Air Liquide Japan Ltd. has opened the second of its hydrogen fueling stations within the framework of the Japan Hydrogen Mobility (JHyM) national consortium. The first was opened in Gamagori in April and the second was opened in Oguchi in May, both locations being in the Aichi prefecture in central Honshu Island.
Oguchi is located in the northwestern part of Aichi prefecture, a convenient place where numerous trunk roads run close by. The station will serve residents and companies in the broader Chubu Area.
The Oguchi hydrogen station is also the fourth within the Aichi prefecture (including the two stations already in operation at Nagoya Atsuta and Toyota Interchange Hydrogen Stations). Aichi prefecture has the largest number of registered fuel cell vehicle drivers in Japan (over 1,000) and frequent use by these drivers is expected.
Air Liquide Japan Ltd.’s Gamagori hydrogen station is located inside a Resort Complex facility, “Laguna Ten Bosch” in Gamagori City. This is the first time that a hydrogen station has been opened within a Resort facility. This presence will contribute to meet increasing demand for hydrogen powered vehicles in the Higashi-Mikawa region, as well as to raise awareness on hydrogen as a key solution for the energy transition, in particular for clean mobility, and contribute to its recognition in society.

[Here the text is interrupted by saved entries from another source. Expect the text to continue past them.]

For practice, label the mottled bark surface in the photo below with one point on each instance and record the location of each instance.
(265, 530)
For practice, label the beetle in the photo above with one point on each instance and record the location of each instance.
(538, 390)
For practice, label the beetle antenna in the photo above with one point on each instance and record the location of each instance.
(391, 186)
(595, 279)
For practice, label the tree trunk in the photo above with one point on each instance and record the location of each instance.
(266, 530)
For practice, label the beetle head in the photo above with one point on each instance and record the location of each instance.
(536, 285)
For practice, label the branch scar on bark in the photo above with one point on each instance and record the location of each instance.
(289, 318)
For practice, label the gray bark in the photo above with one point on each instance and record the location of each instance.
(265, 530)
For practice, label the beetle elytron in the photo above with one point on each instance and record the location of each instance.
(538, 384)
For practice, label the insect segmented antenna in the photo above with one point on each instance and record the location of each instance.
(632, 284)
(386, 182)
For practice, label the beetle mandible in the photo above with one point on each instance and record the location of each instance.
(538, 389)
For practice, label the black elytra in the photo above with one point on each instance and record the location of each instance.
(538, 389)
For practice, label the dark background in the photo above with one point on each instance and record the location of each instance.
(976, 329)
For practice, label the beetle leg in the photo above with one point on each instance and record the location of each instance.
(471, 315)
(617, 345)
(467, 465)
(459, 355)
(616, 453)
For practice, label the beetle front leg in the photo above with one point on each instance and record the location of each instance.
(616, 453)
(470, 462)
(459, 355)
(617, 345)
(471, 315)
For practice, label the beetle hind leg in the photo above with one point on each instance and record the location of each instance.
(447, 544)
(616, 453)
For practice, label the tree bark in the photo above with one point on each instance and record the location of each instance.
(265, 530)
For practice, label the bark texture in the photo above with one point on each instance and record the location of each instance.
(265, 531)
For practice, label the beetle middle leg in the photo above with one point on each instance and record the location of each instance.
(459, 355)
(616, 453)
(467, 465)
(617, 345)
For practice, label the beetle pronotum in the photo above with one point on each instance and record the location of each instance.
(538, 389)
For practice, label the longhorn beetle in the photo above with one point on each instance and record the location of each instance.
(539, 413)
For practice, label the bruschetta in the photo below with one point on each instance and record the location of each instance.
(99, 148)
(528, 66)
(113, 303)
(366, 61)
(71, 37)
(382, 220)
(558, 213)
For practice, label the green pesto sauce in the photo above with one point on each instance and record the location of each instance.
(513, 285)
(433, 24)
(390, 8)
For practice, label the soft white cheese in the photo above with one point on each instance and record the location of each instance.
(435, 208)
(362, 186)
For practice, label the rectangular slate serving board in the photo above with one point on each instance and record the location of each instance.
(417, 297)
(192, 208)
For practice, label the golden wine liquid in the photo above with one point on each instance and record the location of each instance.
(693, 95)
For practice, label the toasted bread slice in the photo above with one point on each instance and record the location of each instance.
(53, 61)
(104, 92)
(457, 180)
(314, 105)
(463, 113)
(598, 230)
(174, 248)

Utilising an Air Liquide-designed packaged system that combines a compressor and hydrogen storage, the company can build a new station in a very limited time frame at a very efficient cost.
Air Liquide’s commitment to hydrogen energy
In the past 50 years, Air Liquide has developed unique expertise enabling it to master the entire hydrogen supply chain, from production and storage to distribution and the development of applications for end users, thus contributing to the widespread use of hydrogen as a clean energy source, for mobility in particular. Air Liquide has designed and installed more than 120 stations around the world to date.
Hydrogen is an alternative to meet the challenge of clean transportation and thus contributes to the improvement of air quality. Used in a fuel cell, hydrogen combines with oxygen in the air to produce electricity, emitting only water. It does not generate any pollution at the point of use: zero greenhouse gases, zero particles and zero noise. Hydrogen provides a concrete response to the challenges posed by sustainable mobility and local pollution in urban areas.